In 1931, Joe Engel booked the New York Yankees for two exhibition games against the Lookouts as the major leaguers traveled north from spring training. A week before their arrival, he announced the signing of Jackie Mitchell, which was one of the first professional baseball contracts ever given to a woman.
The prospect of a 17-year-old girl facing the mighty Yankees generated considerable media coverage, most of it condescending.
The first game against the Yankees, before a crowd of 4,000 fans and journalists, began with the Lookouts’ starting pitcher surrendering hits to the first two batters. The Lookouts’ manager then pulled his starter and sent Mitchell to the mound to face the heart of a fearsome lineup that had become known in the 1920s as “Murderers’ Row.”
First up was Ruth, who tipped his hat at the girl on the mound. Mitchell went into her motion, winding her left arm “as if she were turning a coffee grinder.” Then, with a side-armed delivery, she threw her trademark sinker (a pitch known then as “the drop”). Ruth let it pass for a ball. At Mitchell’s second offering, Ruth “swung and missed the ball by a foot.” He missed the next one, too, and asked the umpire to inspect the ball.
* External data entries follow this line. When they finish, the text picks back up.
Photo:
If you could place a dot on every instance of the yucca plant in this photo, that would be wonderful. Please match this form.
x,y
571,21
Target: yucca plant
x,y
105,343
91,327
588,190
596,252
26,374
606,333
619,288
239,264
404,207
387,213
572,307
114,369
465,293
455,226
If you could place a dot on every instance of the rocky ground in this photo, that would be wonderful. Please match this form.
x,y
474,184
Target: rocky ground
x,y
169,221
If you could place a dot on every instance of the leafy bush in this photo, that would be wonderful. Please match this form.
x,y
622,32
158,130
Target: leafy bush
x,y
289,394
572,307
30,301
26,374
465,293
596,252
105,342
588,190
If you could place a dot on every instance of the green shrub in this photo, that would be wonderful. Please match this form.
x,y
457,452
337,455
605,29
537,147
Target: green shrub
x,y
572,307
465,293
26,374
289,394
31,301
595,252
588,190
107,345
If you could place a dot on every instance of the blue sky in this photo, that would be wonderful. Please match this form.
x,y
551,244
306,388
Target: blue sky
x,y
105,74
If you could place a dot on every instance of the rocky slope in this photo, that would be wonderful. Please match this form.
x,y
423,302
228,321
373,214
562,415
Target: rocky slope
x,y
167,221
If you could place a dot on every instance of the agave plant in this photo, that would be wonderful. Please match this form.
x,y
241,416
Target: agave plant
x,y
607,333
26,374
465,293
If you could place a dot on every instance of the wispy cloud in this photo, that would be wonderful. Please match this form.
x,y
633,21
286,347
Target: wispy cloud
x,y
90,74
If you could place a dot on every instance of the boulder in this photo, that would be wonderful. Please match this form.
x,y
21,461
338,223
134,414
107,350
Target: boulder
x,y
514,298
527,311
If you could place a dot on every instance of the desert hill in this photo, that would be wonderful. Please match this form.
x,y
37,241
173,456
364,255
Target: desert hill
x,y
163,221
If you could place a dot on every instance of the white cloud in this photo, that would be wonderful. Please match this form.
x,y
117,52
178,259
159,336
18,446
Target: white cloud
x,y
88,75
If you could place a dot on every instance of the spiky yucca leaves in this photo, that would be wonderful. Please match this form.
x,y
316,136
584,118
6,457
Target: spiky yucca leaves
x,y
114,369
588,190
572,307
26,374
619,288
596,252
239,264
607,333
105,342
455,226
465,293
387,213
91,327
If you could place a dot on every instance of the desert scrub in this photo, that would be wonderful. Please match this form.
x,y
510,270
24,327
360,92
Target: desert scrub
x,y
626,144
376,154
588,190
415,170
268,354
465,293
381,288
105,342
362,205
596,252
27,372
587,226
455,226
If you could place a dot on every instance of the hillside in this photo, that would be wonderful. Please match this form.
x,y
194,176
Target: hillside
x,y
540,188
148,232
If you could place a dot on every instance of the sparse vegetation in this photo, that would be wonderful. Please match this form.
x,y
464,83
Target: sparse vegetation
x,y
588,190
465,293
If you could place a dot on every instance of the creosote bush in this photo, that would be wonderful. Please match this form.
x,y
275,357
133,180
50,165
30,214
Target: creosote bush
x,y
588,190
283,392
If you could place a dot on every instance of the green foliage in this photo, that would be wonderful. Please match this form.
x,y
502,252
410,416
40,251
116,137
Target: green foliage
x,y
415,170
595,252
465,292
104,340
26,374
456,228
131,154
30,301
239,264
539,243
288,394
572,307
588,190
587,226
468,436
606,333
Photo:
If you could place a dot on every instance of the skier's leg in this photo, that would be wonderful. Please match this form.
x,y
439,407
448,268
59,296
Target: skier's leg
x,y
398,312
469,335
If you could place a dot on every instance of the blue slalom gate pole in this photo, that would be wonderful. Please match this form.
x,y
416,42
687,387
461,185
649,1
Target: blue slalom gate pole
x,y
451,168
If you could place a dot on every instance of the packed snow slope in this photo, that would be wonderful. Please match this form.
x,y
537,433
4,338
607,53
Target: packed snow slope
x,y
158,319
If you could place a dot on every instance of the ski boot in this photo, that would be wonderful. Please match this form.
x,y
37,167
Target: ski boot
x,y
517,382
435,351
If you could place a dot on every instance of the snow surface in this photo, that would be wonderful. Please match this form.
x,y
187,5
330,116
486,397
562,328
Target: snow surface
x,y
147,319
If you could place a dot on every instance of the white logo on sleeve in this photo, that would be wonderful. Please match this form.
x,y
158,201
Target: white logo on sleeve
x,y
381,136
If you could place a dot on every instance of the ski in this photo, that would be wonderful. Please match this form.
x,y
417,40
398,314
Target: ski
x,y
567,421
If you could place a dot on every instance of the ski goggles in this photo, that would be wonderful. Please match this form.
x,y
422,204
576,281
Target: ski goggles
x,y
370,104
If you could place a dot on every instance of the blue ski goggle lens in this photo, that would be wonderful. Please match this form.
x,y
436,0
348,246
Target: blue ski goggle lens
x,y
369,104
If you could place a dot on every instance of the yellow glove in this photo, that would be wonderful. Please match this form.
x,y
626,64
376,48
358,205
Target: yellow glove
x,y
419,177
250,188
Then, with the count 1-2, Ruth watched as Mitchell’s pitch caught the outside corner for a called strike three.
Flinging his bat down in disgust, Ruth retreated to the dugout.
Next to the plate was Gehrig, who batted .341 in 1931 and tied the Babe for the league lead in homers. He swung at and missed three straight pitches. Mitchell walked the next batter, Tony Lazzeri, and the Lookouts’ manager pulled her from the game, which the Yankees went on to win, 14-4.